The evolutionary perspective has made a strong contribution to social psychology, and is increasingly being seen as providing a rational framework for understanding person perception, social cognition, attitudes, altruism, emotions, group dynamics, leadership, motivation, prejudice, intergroup relations, and cross-cultural differences.
The field of evolutionary psychology is related to a range of emerging disciplines including neuroeconomics and pyschoneuroendocrinology.
Psychoneuroendocrinology (what a word!) is a particularly favourite of mine – the discipline helps to explain such things as sickness behaviour, depression and athletic overtraining (more on this in a later article!). PNE helps break down the artificial boundaries between psychology, endocrinology and neurology. What’s more, it’s pretty clear that our psychoneuroendocinological responses to the world have been strongly shaped by our ancestral environment.
As economists will testify, human beings do not act with perfect economic rationality. Studies in neuroeconomics have shown that emotions are especially important when making strategic choices.
These emotional decisions should be understood in an evolutionary context as guiding appropriate behaviors for our highly social species. The cognitive regions of our brains are involved in making cost-benefit-type economic choices – but these decisions are informed by older brain regions that mediate emotions, motivation, and attention 4. I’ll write a future article outlining why you should probably not make investment decisions after getting a back-rub.

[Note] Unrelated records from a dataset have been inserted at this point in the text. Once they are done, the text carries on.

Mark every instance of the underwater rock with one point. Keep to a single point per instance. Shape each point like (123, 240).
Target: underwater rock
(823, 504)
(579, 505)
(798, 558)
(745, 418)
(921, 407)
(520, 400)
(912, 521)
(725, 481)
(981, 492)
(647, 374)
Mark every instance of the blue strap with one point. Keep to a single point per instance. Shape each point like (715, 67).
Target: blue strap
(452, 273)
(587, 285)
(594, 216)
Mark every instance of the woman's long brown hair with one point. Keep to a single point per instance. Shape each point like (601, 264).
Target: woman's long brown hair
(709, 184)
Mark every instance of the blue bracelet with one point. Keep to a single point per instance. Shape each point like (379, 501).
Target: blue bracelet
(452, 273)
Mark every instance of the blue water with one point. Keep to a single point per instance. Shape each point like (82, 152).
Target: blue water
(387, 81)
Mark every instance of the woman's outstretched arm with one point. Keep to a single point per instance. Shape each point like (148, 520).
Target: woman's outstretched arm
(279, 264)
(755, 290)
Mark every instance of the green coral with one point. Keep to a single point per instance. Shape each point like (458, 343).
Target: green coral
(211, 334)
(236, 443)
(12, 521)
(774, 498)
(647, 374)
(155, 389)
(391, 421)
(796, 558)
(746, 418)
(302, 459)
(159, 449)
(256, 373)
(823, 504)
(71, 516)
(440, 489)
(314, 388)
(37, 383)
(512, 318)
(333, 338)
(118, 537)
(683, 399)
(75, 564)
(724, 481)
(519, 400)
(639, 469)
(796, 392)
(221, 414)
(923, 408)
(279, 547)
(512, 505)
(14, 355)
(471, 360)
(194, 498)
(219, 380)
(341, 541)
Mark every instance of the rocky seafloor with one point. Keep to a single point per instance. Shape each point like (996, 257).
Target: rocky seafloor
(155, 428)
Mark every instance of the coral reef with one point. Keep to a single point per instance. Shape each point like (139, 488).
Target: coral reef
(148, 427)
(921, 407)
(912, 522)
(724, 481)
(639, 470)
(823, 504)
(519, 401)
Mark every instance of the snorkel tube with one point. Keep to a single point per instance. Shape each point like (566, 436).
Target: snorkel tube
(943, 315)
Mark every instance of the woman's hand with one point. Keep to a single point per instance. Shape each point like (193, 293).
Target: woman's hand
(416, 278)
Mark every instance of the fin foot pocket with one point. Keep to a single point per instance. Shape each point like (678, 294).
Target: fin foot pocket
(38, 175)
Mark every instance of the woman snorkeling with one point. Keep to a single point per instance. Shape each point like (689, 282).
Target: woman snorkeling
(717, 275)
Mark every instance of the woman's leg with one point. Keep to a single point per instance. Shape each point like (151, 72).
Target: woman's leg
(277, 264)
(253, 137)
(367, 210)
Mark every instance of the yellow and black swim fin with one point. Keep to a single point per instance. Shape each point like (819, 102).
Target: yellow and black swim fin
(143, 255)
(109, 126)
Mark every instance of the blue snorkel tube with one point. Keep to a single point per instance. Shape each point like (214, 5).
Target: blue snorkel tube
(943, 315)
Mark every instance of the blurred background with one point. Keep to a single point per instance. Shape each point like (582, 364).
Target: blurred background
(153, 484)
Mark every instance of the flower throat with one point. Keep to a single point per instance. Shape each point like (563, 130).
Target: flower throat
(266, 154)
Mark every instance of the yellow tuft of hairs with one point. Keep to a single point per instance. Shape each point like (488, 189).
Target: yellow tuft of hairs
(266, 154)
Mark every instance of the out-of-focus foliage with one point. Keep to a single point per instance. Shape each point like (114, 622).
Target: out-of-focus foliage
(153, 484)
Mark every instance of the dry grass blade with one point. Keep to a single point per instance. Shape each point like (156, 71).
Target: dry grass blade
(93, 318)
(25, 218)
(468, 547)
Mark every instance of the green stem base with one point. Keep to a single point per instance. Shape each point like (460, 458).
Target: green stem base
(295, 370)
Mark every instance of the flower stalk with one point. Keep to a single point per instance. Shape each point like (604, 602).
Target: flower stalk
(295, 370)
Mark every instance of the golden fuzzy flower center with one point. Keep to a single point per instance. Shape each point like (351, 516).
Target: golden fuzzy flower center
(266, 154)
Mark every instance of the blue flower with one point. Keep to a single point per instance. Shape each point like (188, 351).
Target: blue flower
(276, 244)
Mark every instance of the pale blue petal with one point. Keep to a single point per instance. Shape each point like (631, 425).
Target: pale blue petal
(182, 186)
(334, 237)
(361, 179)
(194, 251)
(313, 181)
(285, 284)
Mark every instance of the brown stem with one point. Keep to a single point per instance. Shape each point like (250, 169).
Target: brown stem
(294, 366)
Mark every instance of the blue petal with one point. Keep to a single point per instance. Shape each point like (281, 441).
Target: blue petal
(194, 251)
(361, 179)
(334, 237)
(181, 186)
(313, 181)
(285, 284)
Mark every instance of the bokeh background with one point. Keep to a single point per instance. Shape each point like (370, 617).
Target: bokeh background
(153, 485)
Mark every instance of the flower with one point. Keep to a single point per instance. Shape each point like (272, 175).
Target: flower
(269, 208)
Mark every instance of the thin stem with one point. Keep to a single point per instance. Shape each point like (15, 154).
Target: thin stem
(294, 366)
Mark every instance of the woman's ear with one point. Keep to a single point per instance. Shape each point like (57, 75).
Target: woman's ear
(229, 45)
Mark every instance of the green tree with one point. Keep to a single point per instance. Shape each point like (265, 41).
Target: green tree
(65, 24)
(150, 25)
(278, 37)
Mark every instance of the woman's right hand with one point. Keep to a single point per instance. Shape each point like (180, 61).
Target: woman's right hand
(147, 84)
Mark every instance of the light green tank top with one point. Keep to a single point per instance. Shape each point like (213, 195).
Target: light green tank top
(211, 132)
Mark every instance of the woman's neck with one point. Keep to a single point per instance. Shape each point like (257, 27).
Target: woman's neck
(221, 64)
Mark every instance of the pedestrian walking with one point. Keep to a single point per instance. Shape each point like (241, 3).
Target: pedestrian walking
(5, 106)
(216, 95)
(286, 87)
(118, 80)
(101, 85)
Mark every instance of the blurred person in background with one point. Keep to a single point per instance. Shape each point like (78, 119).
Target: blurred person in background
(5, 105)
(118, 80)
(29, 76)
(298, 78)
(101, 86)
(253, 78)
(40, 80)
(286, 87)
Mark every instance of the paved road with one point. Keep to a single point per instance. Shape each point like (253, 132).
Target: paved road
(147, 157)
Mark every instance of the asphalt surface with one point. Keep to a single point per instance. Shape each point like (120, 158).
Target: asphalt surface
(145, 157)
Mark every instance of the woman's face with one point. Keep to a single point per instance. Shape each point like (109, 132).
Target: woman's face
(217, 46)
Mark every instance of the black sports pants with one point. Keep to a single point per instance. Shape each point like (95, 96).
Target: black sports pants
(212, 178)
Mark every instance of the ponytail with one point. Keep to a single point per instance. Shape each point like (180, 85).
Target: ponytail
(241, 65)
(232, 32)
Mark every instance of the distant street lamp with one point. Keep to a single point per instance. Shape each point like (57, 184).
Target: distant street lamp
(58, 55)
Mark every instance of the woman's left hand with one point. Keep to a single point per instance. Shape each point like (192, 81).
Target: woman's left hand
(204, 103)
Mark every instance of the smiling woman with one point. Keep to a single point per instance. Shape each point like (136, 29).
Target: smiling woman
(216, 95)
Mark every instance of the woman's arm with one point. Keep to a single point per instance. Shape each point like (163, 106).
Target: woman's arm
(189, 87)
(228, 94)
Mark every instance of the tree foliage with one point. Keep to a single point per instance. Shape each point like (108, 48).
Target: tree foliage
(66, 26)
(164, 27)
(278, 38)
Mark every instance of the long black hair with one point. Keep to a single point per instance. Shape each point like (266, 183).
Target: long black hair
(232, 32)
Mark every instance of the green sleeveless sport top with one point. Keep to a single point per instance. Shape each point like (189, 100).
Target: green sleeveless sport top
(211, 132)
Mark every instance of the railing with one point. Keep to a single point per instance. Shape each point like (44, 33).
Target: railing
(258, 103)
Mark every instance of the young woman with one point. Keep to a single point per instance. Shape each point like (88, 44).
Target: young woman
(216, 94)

From an evolutionary psychology perspective, “irrational” social (and economic) behaviours can be explained. This is known as “Time-Shifted Rationality” and the concept may be important when setting up social networks or establishing pedagogical relationships.
It is also a concept that might help explain “irrational” economic behaviour, and may prove valuable in the business context. It is highly likely that there are innate constraints and limits to human social relations (and indeed rationality in a general sense).

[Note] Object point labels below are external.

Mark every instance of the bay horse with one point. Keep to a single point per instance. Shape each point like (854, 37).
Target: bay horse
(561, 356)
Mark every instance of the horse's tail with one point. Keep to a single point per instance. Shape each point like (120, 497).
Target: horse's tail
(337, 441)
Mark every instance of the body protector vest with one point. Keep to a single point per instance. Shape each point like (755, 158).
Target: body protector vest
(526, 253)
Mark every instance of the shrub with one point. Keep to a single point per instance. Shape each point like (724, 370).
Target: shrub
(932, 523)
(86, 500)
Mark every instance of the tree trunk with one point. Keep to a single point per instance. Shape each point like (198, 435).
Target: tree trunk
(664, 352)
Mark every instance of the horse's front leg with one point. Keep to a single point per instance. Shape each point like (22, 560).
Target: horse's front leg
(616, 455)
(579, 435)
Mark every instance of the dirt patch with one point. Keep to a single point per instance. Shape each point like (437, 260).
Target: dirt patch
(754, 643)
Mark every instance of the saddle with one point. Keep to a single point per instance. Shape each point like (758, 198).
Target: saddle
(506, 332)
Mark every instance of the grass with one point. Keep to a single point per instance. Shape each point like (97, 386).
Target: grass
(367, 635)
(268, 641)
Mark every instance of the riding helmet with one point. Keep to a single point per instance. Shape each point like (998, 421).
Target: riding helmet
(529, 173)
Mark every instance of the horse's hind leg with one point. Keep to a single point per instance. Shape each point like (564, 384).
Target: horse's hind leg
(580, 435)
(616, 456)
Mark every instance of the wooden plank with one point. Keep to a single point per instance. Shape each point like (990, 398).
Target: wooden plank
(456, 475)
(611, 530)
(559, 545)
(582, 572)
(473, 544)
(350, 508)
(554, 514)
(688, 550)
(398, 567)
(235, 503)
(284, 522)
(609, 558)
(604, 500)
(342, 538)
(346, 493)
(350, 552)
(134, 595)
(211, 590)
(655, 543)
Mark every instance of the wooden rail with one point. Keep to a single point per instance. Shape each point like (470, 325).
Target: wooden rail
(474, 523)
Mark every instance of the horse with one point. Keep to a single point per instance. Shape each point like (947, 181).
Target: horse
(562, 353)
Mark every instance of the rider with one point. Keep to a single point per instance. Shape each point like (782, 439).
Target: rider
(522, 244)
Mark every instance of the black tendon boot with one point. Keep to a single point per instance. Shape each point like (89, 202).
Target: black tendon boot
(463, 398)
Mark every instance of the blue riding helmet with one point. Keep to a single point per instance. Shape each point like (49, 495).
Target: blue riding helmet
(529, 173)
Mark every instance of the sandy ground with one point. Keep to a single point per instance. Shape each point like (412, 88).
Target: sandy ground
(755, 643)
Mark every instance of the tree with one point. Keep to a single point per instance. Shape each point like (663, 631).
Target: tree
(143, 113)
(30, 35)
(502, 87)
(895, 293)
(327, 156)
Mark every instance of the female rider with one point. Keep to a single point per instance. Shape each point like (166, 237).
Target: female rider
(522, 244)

These constraints result from our evolutionary heritage. Furthermore, many social decisions (including economic ones) may appear contextually irrational – but can be explained as preferences which would have maximised the chance of survival in an ancestral environment.
For example, altruism 1,2 and risk aversion 3 can be explained in terms of increasing survivability in the context of tight-knit human groupings in ancestral environments.
Cavemen in Suits (or Jeans)
In genetic terms, we are essentially neolithic hunter gatherers living in a modern environment – and much of our psychology is shaped by this fact. We are adapted to the environment in which our species spent much of it’s history – the advent of agriculture and the modern age are extremely recent events in terms of our biological heritage.
For more than 99.8 % of our history, human beings were hunter-gatherers – and this legacy shapes our social interactions as well as our genetic inheritance.
Next I’m going to write an article on the natural group size for human beings – or why the number of Facebook friends you have corresponds to the number of inhabitants in an average neolithic village.
- Frith, Uta, and Chris Frith. “The social brain: allowing humans to boldly go where no other species has been.” Philosophical Transactions of the Royal Society B: Biological Sciences 365.1537 (2010): 165-176.
- Dunbar, Robin IM. “The social brain hypothesis.” Brain 9 (1998): 10.
- Dunbar, Robin IM, and Susanne Shultz. “Evolution in the social brain.” science 317.5843 (2007): 1344-1347.
- Zak, Paul J, and Jacek Kugler. “Neuroeconomics and International Studies: A New Understanding of Trust.” International Studies Perspectives 12.2 (2011): 136-152.